A salt is an additional sequence of data (bits or characters, however you want to think about it) that is appended to a password before hashing the password and storing the hash in a database.
There are three types of salts that can be added to a password. Assume the password is passwd! and the salt is 12345, here are the three types described in a table.
Salt Type |
Salted Password |
SHA256 hash |
unsalted |
passwd! |
12f225551a043b6e136b2cf03546b06efb289d29ab42cebfd78ee101d8555304 |
Prefix |
12345passwd! |
b38c49760d484119f227fab640cb1415d58f765c0727dc9ad7e0a5a66003d041 |
Infix |
pass12345wd! |
a9fa7c693b691c8ceded848877afdb1259f28f194863ebb33c07c4bbfa1ff04c |
Postfix |
passwd!12345 |
1315abea2576c3b6270712df587359d614ae1a1698d69dd2175459e411f678f5 |
Of course you can use multiple of these in any combination as well. You can surround the password by using both a prefix and a postfix. You can use all three. You can have multiple infixes, so a password of 12 characters such as MyPassword1! could become MyP12345assw12345ord1!.
Reasons for salting
Salting was created because hashing is imperfect. Hashing has multiple problems. However, I am only going to describe two problems and how salting improves the security in each situation.
Problem 1 – Rainbow tables
A database of hashes for all character sequences up to a certain number of characters can be generated over time. This database is called a rainbow table.
Scenario
Let say you registered at site ABCStore.tld. Some time later, ABCStore.tld reports that their database was compromised. Your password was not stored in the database, but the hash of your password was. Lets say your password was passwd! and you use it on every site on the internet.
With a rainbow table, your password will be discovered in moments and that password will work on other sites perfectly.
How a Rainbow table works
It works by generating a table of passwords and their matching hashes.
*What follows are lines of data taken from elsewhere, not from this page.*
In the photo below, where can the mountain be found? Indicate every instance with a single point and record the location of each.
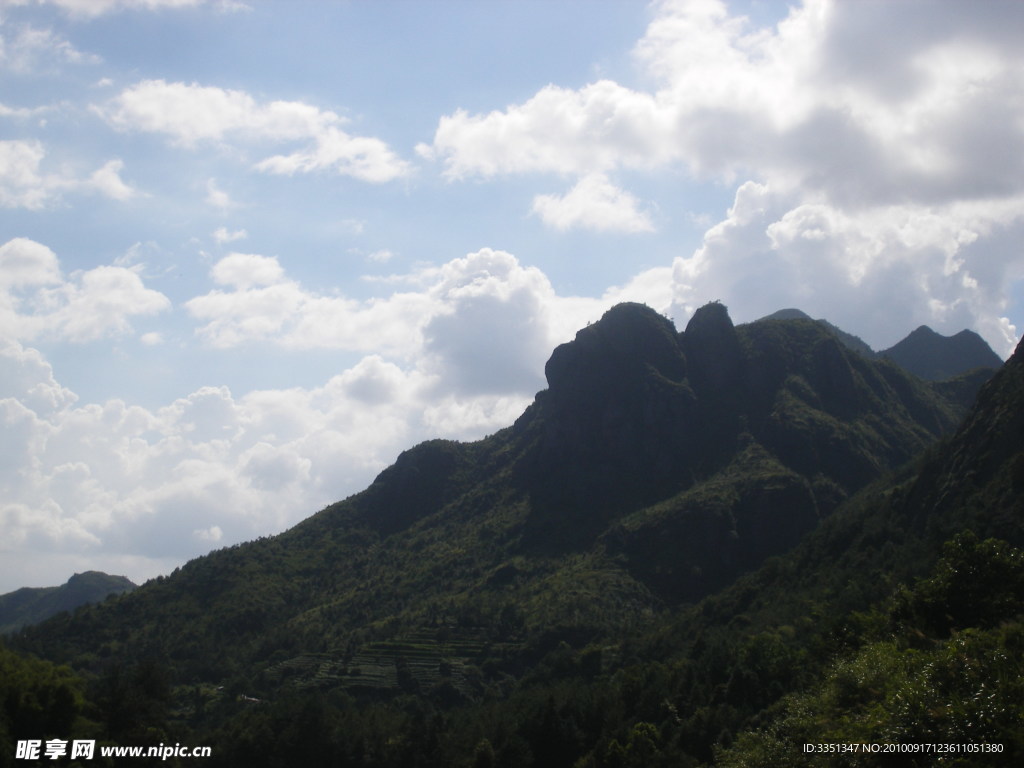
(679, 531)
(929, 646)
(853, 342)
(925, 353)
(930, 355)
(31, 605)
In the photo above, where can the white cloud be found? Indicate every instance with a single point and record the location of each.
(92, 8)
(382, 256)
(190, 114)
(888, 156)
(217, 198)
(108, 181)
(221, 235)
(30, 49)
(25, 184)
(593, 204)
(36, 301)
(909, 264)
(245, 269)
(927, 110)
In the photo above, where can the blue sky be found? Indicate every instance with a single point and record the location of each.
(250, 251)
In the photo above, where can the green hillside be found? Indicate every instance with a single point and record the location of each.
(681, 534)
(31, 605)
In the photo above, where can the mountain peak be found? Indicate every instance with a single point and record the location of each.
(628, 338)
(931, 355)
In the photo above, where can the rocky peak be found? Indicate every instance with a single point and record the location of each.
(713, 348)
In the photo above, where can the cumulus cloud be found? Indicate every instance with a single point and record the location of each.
(24, 183)
(222, 235)
(108, 181)
(593, 204)
(30, 49)
(37, 301)
(190, 114)
(883, 157)
(458, 352)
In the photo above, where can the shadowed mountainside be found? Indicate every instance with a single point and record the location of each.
(31, 605)
(692, 547)
(655, 468)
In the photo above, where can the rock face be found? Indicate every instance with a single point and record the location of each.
(655, 468)
(638, 415)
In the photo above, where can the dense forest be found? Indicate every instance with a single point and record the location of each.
(707, 547)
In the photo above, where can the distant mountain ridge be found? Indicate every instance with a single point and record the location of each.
(924, 352)
(683, 530)
(34, 604)
(670, 462)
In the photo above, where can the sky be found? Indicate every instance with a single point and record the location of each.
(251, 251)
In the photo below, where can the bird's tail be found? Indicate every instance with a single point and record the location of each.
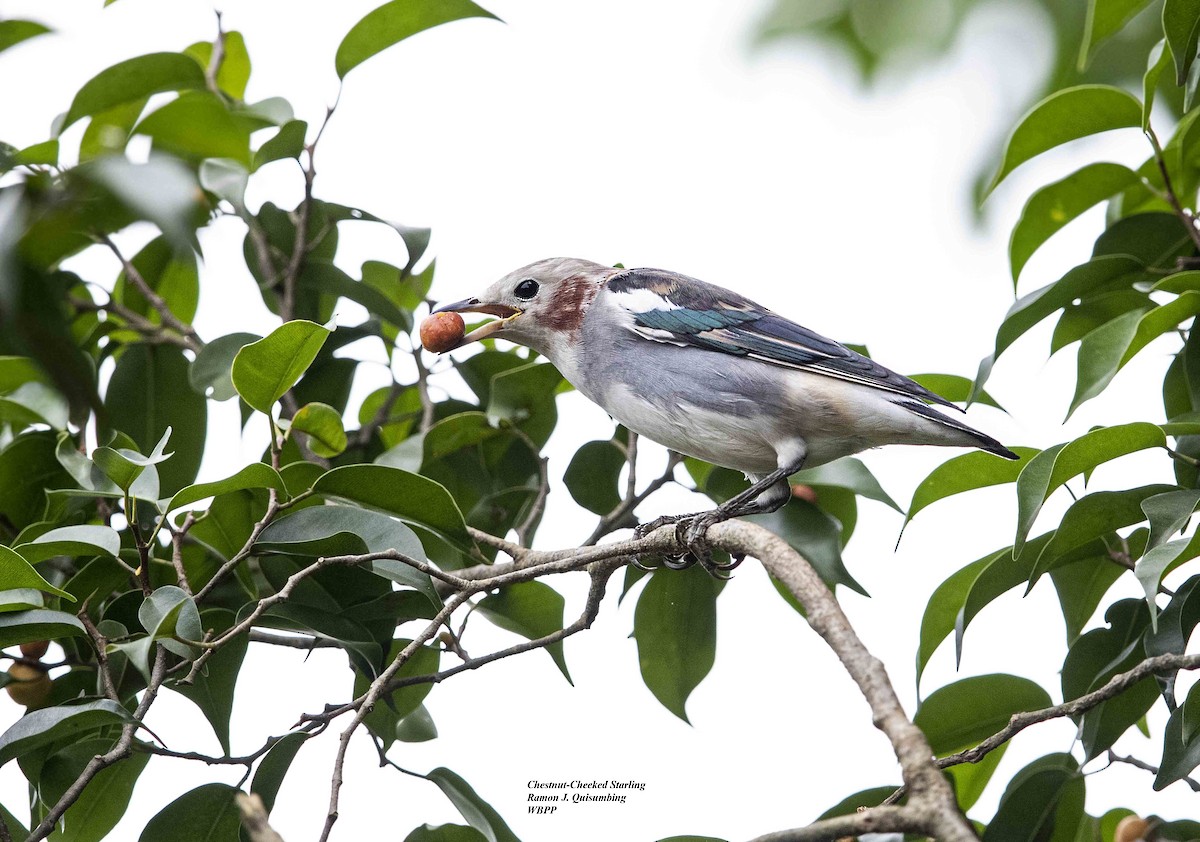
(982, 440)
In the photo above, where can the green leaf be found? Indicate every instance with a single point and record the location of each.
(593, 474)
(1181, 24)
(1066, 115)
(39, 624)
(42, 727)
(971, 779)
(323, 426)
(964, 714)
(478, 812)
(409, 497)
(1181, 750)
(265, 370)
(287, 143)
(388, 713)
(1105, 18)
(337, 530)
(83, 540)
(417, 727)
(1093, 660)
(945, 605)
(211, 373)
(954, 388)
(135, 79)
(445, 833)
(1089, 518)
(394, 22)
(532, 609)
(213, 690)
(846, 473)
(149, 394)
(168, 613)
(966, 473)
(1099, 356)
(255, 475)
(1107, 349)
(1159, 58)
(1047, 471)
(17, 573)
(234, 71)
(274, 768)
(13, 31)
(198, 125)
(1053, 206)
(172, 275)
(103, 803)
(208, 813)
(1080, 587)
(675, 625)
(162, 191)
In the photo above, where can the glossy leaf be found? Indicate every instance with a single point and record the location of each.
(149, 394)
(593, 474)
(1159, 58)
(135, 79)
(323, 426)
(1181, 23)
(1030, 806)
(274, 768)
(211, 372)
(409, 497)
(213, 691)
(478, 812)
(1081, 585)
(1105, 18)
(37, 624)
(265, 370)
(105, 800)
(208, 813)
(390, 710)
(337, 530)
(675, 625)
(1090, 518)
(945, 606)
(394, 22)
(532, 609)
(16, 573)
(42, 727)
(445, 833)
(255, 475)
(1066, 115)
(15, 30)
(964, 714)
(1053, 206)
(967, 473)
(1051, 468)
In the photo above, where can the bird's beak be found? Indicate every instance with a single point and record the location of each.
(503, 313)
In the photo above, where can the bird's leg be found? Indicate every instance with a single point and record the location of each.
(766, 495)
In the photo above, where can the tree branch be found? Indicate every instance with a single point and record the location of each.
(118, 752)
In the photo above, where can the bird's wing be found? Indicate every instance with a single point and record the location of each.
(678, 310)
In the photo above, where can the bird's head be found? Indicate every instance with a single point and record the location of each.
(540, 306)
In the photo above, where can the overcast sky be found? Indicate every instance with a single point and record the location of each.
(649, 133)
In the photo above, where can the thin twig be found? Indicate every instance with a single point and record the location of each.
(1173, 198)
(118, 752)
(168, 318)
(1152, 769)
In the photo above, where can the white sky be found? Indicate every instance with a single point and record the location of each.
(651, 134)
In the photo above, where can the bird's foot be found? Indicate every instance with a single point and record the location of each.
(691, 534)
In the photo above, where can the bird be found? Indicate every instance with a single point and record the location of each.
(709, 373)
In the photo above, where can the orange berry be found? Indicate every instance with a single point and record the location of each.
(442, 331)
As each character is added to a password, the total possible password options increases, making the next number of passwords hard to generate. For an English keyboard, there are 26 upper case letters, A-Z, 26 lower case letters, a-z. There are ten numbers, 0-9. There are 33 special characters, 34 if you include tab. There are other characters available, but the majority of people who speak English, those are the only characters used in a password. That is 95 possible options for a password (96 if you include a tab).
A B C D E F G H I J K L M N O P Q R S T U V W X Y Z
a b c d e f g h i j k l m n o p q r s t u v w x y z
1 2 3 4 5 6 7 8 9 0
~ ` ! @ # $ % ^ & * ( ) - _ = + [ { ] } \ | ; : ' " , < . > / ?
So for every character in length the password is, the possible values grow exponentially.
Password Length |
Possible combinations |
6 |
96^6 |
782,757,789,696 |
7 |
96^7 |
75,144,747,810,816 |
8 |
96^8 |
7,213,895,789,838,336 |
9 |
96^9 |
692,533,995,824,480,256 |
10 |
96^10 |
66,483,263,599,150,104,576 |
11 |
96^11 |
6,382,393,305,518,410,039,296 |
12 |
96^12 |
612,709,757,329,767,363,772,416 |
However, it is actually easier than this. Most passwords are dictionary words, so a Rainbow table can be created with dictionary words first. Now a large portion of passwords are covered.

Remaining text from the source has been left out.